A number of sources of data were collected to give an overall evaluation of the innovation and provided the appropriate information for the assessment of feasibility:

  • Questionnaires were administered by the programme leader to each participant at baseline and the last session
  • Attendance of sessions were monitored through a simple registry, collected by the facilitators
  • Direct observation of sessions were undertaken by the local researchers using a checklist guide
  • Reflective learning - After each session of every group, researchers facilitated informal discussions with the participants to learn what they found the most and least useful elements of that session.
  • A semi-structured interview with 2-3 participants per group took place at the end final session of each group (total 12-18).
  • A semi structured interview with each of the 12 facilitators (2 facilitators per group) took place at the final session.
  • Semi-structured interviews with key stakeholders were conducted with the aim to understand organisational elements of feasibility that were not easily addressed by group participants and facilitators. These included questions around integration into existing systems and opportunities for expansion.

Cost of implementation

Cost of the sessions will be assessed by analyzing the budget and establishing an overall cost in addition to a figure of cost per participant. Costs will include the cost of transport to and from the training session, cost of facilitators, costs of refreshments and any other miscellaneous costs (room hire, equipment, etc). Costs of researchers will not be included as these would not ordinarily be a part of the program. 

Impact details

Success was measured in terms of the perceived acceptability and feasibility of the intervention. Data analysis is ongoing, but preliminary indicators of success include:

  • Participation - 5 of the 6 groups were consistently well attended
  • The expert care-givers, therapists and programme coordinators reported a high level of satisfaction with the programme

Results from qualitative interviews demonstrated that parents are highly appreciative of the intervention. Examples of interview responses included:

"We put out our anguish. We arrive here in a way and leave differently. Better we come here sometimes sad or tired and leave relieved."

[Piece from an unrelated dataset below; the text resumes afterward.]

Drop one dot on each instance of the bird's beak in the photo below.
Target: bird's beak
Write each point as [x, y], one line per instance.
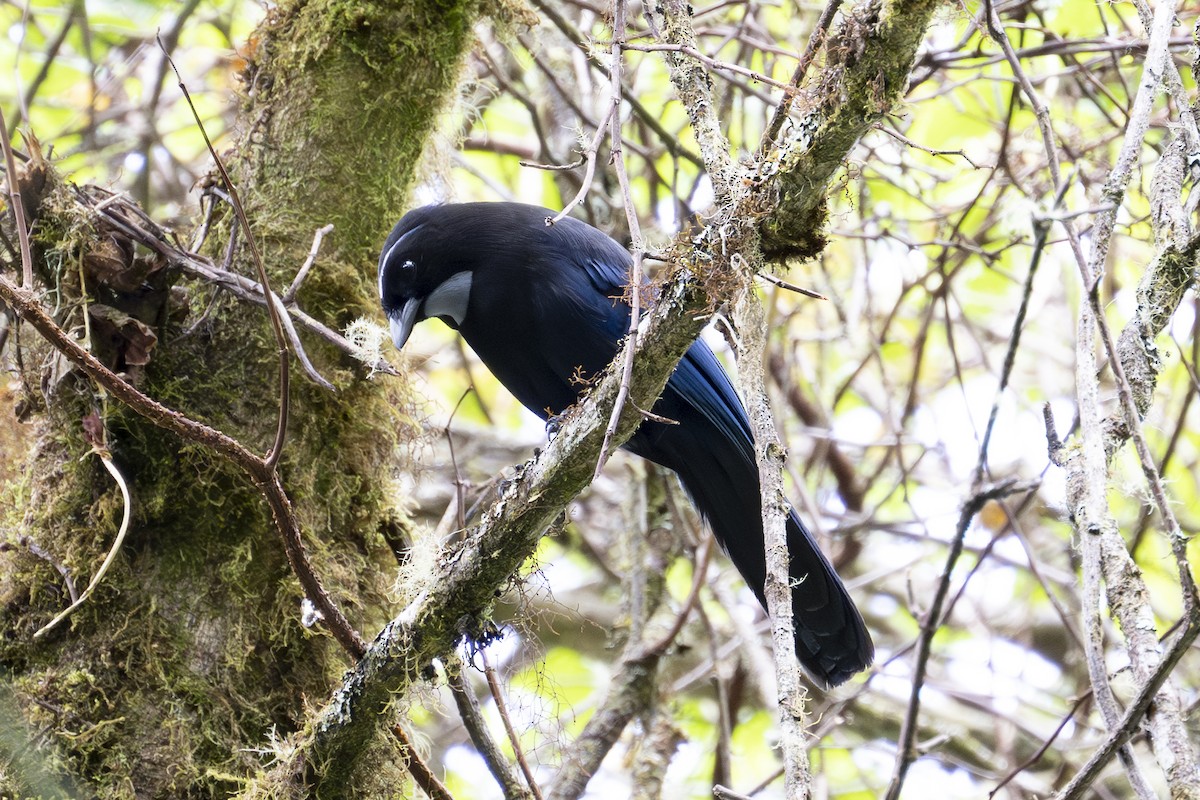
[402, 322]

"We feel comfortable here, sometimes at home they don’t understand us"

 “I like very much to talk about my granddaughter, to talk about her development, to talk about how good it is to me to be here with you. I really love this. Everywhere I go, I tell people about Juntos.

“In reality before this group – I don’t know if you feel the same –  I felt lonely in the world, thinking that this problem was only mine. So when we come to a group like this, we can realise each other’s difficulties; we can understand them; we can also help and we have the opportunity to interact with other children. When we take care of other people, we also take care of ourselves. So here it is the anguish: the project is going to end. Would we disperse? Maybe. I don’t know. But… to me is very good too to be with you. I already miss you.”


  1. Bowen et al (2010) ‘How we design Feasibility Studies’, Am J Prev Med, 36(5): 452–457.
  2. Mobarak, R (2000) ‘Predictors of stress in mothers of children with cerebral palsy in Bangladesh’, Journal of Paediatric Psychology. 25(6): 427-433
  3. Murthy GVS, Mactaggart I, Mohammad M, et al (2014) ‘Assessing the prevalence of sensory and motor impairments in childhood in Bangladesh using key informants’, Arch Dis Child,99: 1103–1108.